Europa nach dem Fall
Erfordernissen entsprechend eingehalten worden.
Europa ist nach dem Zweiten Weltkrieg ein postnationalistischer Kontinent genannt worden, doch diese Bezeichnung ist nur teilweise zutreffend. Es stimmt, dass alle bedeutenden europäischen Staaten (sowie auch die meisten kleineren) die Lektionen zweier verheerender europäischer Kriege gelernt haben und militärische Konflikte praktisch undenkbar geworden sind. Doch gleichzeitig gilt die Loyalität des Einzelnen und der Gruppe immer noch dem Mutterland und dem eigenen Volk. Und während selbst diese Loyalität wie auch die Bereitschaft, ihr Opfer zu bringen, schwächer geworden ist, so ist sie dennoch viel stärker als jede paneuropäische oder kosmopolitische Einstellung.
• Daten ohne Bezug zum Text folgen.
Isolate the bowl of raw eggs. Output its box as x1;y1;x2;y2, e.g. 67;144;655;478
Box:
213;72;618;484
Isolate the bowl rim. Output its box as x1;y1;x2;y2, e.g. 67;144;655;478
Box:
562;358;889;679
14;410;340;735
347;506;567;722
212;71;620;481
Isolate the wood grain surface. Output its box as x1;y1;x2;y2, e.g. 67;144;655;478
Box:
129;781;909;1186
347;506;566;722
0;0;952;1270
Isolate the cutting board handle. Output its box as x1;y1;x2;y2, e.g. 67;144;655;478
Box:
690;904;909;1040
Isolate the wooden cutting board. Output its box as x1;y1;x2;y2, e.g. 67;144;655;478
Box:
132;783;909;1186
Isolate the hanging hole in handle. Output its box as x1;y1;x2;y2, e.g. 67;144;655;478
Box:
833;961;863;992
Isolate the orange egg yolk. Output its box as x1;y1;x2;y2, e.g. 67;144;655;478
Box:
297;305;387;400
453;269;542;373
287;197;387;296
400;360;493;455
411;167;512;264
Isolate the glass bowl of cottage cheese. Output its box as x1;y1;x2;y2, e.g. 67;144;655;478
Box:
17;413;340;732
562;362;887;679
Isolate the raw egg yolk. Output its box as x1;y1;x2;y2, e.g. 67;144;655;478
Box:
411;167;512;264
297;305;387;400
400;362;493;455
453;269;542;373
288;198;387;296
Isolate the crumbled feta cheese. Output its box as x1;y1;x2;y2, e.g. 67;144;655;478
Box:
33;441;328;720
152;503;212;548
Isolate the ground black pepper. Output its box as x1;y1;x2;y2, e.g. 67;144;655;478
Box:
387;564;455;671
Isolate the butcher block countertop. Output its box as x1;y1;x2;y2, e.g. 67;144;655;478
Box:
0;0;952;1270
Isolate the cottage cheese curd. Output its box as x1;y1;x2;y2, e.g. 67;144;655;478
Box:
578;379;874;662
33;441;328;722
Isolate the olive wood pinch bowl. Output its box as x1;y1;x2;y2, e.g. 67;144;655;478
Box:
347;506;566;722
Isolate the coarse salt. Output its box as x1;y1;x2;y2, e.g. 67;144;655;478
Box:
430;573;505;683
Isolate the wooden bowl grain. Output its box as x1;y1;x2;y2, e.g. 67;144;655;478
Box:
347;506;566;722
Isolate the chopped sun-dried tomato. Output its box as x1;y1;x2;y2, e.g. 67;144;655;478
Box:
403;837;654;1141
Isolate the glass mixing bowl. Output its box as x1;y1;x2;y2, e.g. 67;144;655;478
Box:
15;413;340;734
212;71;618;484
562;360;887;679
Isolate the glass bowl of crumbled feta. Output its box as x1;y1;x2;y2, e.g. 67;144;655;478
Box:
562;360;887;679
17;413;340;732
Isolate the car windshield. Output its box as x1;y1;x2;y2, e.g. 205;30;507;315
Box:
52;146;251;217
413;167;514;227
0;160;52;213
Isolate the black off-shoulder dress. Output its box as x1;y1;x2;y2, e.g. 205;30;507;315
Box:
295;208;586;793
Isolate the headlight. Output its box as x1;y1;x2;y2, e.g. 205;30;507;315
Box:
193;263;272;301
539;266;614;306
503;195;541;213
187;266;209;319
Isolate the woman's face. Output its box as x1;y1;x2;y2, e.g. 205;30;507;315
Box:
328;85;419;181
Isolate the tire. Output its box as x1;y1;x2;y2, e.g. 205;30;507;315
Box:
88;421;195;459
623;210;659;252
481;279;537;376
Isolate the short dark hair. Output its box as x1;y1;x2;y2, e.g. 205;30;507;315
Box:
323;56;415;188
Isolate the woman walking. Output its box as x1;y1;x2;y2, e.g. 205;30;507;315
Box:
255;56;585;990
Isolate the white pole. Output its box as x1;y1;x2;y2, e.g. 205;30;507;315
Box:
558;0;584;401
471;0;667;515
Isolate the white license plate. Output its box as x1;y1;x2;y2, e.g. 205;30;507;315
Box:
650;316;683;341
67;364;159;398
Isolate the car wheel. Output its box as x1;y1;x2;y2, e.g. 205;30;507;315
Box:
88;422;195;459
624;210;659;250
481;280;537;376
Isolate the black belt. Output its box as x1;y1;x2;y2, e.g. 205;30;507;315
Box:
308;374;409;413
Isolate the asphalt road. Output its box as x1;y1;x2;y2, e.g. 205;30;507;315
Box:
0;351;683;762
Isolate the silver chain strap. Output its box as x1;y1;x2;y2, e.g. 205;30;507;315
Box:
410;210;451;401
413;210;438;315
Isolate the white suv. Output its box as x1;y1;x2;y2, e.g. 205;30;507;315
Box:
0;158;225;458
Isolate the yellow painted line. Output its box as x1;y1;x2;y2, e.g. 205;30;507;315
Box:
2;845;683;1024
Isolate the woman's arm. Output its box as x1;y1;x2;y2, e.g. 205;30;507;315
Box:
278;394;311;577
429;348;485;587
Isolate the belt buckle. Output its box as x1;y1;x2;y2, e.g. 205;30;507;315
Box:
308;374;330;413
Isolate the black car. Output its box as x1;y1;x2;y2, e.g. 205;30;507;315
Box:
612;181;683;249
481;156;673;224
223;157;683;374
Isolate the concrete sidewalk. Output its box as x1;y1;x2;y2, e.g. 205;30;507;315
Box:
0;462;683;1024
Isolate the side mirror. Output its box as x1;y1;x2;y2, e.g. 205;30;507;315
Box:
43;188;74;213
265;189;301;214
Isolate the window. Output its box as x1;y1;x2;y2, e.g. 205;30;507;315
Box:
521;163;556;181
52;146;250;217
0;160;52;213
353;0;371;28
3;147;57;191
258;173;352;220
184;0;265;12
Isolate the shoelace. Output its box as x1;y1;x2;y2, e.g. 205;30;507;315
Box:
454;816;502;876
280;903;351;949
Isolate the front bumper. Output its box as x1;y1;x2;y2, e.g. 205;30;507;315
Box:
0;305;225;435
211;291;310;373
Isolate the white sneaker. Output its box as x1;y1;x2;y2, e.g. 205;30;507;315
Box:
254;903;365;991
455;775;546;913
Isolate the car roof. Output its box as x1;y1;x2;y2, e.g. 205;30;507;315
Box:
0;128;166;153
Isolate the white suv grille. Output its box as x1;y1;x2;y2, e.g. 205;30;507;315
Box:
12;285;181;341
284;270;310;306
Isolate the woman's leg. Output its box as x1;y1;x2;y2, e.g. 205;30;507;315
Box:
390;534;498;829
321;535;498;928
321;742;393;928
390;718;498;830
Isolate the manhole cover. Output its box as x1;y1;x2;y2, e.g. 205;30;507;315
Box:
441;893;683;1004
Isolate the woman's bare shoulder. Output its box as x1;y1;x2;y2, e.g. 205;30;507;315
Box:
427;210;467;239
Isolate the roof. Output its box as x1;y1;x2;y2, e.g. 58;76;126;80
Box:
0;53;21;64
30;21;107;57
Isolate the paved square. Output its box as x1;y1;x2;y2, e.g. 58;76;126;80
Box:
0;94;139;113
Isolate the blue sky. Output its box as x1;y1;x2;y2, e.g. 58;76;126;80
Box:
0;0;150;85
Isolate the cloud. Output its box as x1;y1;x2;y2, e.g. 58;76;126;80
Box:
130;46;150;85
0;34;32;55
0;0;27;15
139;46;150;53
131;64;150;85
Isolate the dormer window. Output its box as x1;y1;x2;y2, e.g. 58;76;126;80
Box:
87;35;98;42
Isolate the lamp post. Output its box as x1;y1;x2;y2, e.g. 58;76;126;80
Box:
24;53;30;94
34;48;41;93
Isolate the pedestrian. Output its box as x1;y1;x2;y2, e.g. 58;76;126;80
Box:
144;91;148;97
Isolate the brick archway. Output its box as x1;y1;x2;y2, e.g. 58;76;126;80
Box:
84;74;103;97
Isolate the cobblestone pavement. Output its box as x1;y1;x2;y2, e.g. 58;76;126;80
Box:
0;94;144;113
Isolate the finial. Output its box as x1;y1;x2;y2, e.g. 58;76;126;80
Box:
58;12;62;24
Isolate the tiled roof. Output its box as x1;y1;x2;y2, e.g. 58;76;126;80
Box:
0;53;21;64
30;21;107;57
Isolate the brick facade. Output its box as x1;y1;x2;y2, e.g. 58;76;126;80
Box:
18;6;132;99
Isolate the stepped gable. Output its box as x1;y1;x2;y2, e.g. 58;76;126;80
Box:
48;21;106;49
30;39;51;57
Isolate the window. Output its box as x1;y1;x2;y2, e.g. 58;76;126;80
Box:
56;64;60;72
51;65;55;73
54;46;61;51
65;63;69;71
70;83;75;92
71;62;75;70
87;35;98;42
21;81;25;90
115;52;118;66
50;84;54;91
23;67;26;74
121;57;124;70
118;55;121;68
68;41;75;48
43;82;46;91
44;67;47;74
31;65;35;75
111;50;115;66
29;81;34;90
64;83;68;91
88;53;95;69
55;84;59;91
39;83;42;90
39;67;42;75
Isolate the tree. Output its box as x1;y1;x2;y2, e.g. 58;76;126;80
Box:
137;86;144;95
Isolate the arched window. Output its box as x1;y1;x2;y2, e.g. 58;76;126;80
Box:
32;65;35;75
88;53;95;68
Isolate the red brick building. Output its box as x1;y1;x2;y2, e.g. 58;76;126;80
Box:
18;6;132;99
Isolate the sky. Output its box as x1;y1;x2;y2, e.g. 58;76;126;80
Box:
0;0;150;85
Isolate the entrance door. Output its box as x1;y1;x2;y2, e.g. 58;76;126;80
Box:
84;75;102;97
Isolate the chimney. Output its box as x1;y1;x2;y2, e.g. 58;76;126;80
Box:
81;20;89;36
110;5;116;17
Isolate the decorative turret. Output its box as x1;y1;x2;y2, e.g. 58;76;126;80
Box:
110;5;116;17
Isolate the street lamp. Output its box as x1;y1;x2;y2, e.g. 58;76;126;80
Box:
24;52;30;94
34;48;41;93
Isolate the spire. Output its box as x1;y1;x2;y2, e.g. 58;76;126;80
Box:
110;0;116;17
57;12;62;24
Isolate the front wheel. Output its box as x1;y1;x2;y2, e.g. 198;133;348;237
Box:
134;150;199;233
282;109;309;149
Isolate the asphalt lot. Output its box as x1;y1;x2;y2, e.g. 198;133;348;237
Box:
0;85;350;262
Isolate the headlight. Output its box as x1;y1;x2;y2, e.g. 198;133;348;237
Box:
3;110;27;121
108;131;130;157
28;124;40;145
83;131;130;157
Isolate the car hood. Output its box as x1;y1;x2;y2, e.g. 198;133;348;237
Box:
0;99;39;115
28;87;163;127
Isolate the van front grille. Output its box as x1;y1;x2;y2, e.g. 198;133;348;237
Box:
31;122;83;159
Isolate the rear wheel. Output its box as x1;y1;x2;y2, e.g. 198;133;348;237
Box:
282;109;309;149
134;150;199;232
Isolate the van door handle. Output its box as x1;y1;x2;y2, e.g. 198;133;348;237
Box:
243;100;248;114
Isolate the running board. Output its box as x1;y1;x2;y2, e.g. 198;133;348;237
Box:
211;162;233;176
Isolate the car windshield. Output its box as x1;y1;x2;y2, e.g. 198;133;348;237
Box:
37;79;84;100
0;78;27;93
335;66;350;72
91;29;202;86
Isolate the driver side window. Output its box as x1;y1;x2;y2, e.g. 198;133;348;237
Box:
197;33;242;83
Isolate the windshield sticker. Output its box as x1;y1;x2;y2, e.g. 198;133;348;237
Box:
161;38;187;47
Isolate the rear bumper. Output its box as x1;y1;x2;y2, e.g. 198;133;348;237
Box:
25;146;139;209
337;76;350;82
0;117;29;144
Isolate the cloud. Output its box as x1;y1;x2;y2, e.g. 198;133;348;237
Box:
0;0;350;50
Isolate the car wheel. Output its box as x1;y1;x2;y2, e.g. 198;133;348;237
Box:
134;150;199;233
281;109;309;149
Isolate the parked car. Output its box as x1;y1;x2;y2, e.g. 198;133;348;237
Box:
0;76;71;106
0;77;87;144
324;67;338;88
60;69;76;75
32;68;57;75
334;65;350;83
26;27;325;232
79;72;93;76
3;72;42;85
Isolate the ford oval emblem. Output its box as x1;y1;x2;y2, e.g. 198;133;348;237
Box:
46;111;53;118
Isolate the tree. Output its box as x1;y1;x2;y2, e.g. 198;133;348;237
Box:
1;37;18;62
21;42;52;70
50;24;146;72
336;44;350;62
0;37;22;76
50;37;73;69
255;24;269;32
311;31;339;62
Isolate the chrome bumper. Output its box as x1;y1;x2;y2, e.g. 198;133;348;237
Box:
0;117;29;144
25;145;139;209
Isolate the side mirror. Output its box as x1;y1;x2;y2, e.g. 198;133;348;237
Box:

Ein europäischer Nationalismus, wie ihn sich der Philosoph Jürgen Habermas vorstellt, ist keine politische Realität. Habermas glaubt, dass Europa eine Verfassung braucht und dazu einen darauf beruhenden verfassungsmäßigen europäischen Nationalismus. Doch so eine Verfassung sollte nicht verordnet werden; die Menschen sollten sich frei dafür entscheiden. Es gibt jedoch keinen Grund zu der Annahme, dass gegenwärtig eine Mehrheit in Europa (und womöglich nicht einmal eine signifikante Minderheit) für so eine Verfassung stimmen würde. In gewisser Weise erinnern diese Vernunfteuropäer an die »Vernunftrepublikaner« der Weimarer Republik, die anständige und ehrenwerte Menschen waren, die voll und ganz für parlamentarische Demokratie waren, sie aber nicht besonders mochten und sich nicht weiter verpflichtet fühlten, sie aktiv zu unterstützen. Das waren nicht die Leute, die für ein vereintes Europa auf die Barrikaden gingen, wie es Victor Hugo und Giuseppe Mazzini getan hätten, und sie wurden sowieso mit Waffengewalt überstimmt.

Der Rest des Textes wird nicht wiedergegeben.